As you have no doubt read by now, I went to Spain last month. That’s why I took that break a few weeks ago, so I could go and have a good time without feeling the need to do a bunch of writing while I was dashing around a new city, trying to take in as many of the sights, sounds, and tastes as I could before I had to leave. Honestly, it was a pretty exhilerating trip, beyond the reasons I already wrote about in my two previous posts. There was so much good food, so many interesting buildings, such interesting history, and the infrastructure of a country that seems to actually care about it citizens is something I miss most of all. A functional subway system with timers until the next trains, a city full of cops who didn’t harrass people just for existing (at least not that I saw in my many nights about town, though I’m sure it still happens plenty), and roads that weren’t full of potholes. Most places in the US tend to feel like they’re beginning to crumble the instant you step out of the expensive, high-end neighborhoods, but even the literally crumbling buildings in Barcelona looked like someone was attending to them.

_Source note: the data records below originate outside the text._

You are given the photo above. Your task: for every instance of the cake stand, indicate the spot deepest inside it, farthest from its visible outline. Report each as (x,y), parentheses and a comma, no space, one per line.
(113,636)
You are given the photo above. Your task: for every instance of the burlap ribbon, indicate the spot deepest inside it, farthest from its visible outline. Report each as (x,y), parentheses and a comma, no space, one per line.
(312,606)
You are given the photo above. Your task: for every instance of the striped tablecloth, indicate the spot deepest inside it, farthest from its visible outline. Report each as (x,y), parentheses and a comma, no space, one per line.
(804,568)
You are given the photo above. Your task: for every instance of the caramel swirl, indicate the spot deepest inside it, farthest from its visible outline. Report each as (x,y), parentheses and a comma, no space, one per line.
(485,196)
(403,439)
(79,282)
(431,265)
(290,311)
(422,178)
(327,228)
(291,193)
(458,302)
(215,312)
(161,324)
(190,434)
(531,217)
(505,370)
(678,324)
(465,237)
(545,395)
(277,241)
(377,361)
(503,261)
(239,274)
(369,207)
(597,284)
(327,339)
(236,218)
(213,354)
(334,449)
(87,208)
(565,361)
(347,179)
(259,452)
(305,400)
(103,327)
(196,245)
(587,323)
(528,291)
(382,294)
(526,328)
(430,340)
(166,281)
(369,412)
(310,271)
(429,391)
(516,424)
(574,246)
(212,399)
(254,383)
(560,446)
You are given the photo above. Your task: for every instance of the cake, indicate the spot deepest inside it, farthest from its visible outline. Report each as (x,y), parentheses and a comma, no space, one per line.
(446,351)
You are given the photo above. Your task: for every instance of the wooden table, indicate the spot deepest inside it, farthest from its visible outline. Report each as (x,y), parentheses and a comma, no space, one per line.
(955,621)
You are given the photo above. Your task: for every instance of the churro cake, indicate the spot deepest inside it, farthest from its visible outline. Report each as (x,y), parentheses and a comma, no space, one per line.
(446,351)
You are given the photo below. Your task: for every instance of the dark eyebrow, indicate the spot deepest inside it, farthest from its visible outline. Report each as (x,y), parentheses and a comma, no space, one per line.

I’ll be the first to admit that I got a tourists perspective. I went to a lot of touristy places, got an eye full of interesting architecture, and mostly stuck to the parts of the town with an active nightlife. I didn’t really go anywhere that was “off the beaten path,” so much so that I felt tempted to write that the whole city felt like the beaten path thanks to how walkable it is. I’m sure there are parts of the city that aren’t being cared for or that are being cared for in ways that the original residents don’t care for (I knew that gentrification and tourism are problems much of the city is unhappy with before I even booked my plane tickets, thanks to my research), but I didn’t encounter them. I’m sure if I traveled further away from the city’s heart, I’d have run into them.

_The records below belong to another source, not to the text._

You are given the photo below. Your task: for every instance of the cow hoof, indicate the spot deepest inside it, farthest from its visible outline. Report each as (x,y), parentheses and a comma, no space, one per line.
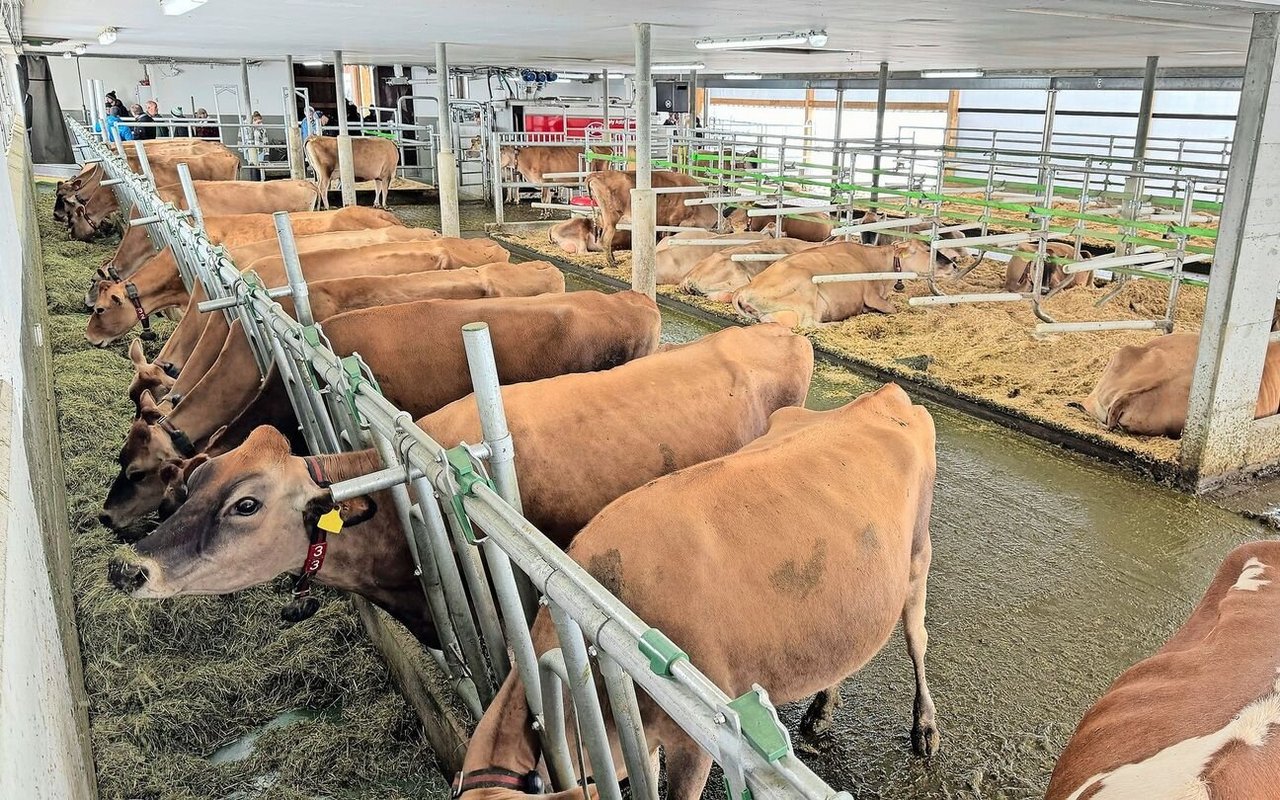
(926,740)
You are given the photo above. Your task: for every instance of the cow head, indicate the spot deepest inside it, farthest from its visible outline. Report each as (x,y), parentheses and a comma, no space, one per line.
(114,314)
(147,378)
(246,520)
(138,489)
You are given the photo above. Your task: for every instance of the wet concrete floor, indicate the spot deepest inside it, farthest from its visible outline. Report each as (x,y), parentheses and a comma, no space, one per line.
(1051,575)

Still, it’s difficult not to marvel when you walk into a city that has a building as complex and beautiful as La Sagrada Familia just sitting in the middle of it. Sure, it’s still under construction (the death of the architect/designer, Antoni Gaudi, stymied the project for a long while) as they work to complete Gaudi’s vision, but it’s already pretty magnificent even with cranes gathered around it.
Then, once you step inside, you are greeted by one of the softest stone building interiors I’ve ever seen in my life. Sure, the pillars are covered in hard lines near the top, but the space between and below them is all gentle, inward curves as they stretch from the ground to the ceiling above. Each one of them appears soft as you walk by it near the base, only ever seeming to be made of stone when you view them from far away. That said, if you manage to visit during the right time in the morning or afternoon, as sunlight is streaming in through the stained glass, all the hard lines of the place soften as they effortless capture the multi-hued light pouring into the building.
If you’re ever in Barcelona, it is worth your time and money to visit La Sagrada Familia. You should also spring for the Tower tour unless you’re afraid of heights or require a mobility device to get around. There was a lot of Barcelona that was not very accessible, though the main pieces of transportation and most roadways seemed to have at least considered things like wheelchairs when they were updated or built. Most of the buildings I went into had stairs of some kind, though, just to access the “ground” level. I bet there are ways to get around some of the places I went that are more wheel-friendly, but they definitely weren’t easy for me to see even after I started actively looking.
Since one of the people who inspired the trip (my close friend and the groom in this wedding party adventure) is a fan of Gaudi’s architecture and designs, most of our trip was focused on visiting La Sagrada Familia and Casa Batllo. Casa Batllo was amazing, though it was pretty rapidly overshadowed by La Sagrada Familia since it felt like the church was the final form of the techniques that Gaudi employed in the house. Everything in the house had a cozy, soft look to it, from the way the doors were shaped to the way the ceiling was formed. It felt very homey, even with dozens of other people wandering through the halls, in a way that matches what I’ve always imagined Hobbit Holes feel like. Even the massive, open interior space that let light and air into the rest of the building managed to feel comfortable despite beind just a bunch of windows and vents.
Those were the two major architectural sights we visited. I’m still waiting on some pictures of our other stops to trickle in from other members of the group, so I will probably do a second post about Park Güell and the hike we went on at Montserrat when they show up. And, you know, when I’ve got another blog post to do. This one is long enough and those two destinations (and the castle in northern Spain that we stayed in over our final weekend) deserve a full post rather than being crammed into the end of this one and none of them deserve to be made into a massive, bloated, meandering piece of text and images intermingled. Plus, all three places feature a mixture of nature and architecture whereas the two places I’ve mentioned already are mostly just architecture (admittedly architecture that was inspired by nature). It makes sense to split them up.
I’ve got a lot more pictures than just these, but so far I’m going to just restrict anything featuring faces of people to my private social media accounts (rather than any of my public ones). This blog post isn’t really about the people as much as it is about the places and I’m always shy of putting pictures of people on a personal blog. It feels more normal to put it on a website like Instagram or Facebook, where people can opt out of pictures linking back to their personal pages or more easily ask me to take things down if they don’t like what I’ve put up. Just feels cleaner. Here, it’s the wild west and I can do anything I want with images I own the copyright to, but that just feels kinda shitty.
Anyway, there’s a good chance the other half of my Spain trip is going to sat some point in the next month, so you can look forward to some nice pictures of mountains, buildings nestled in hills or mountains, and the distant border between Spain and France. Some of those mountain views were pretty stellar.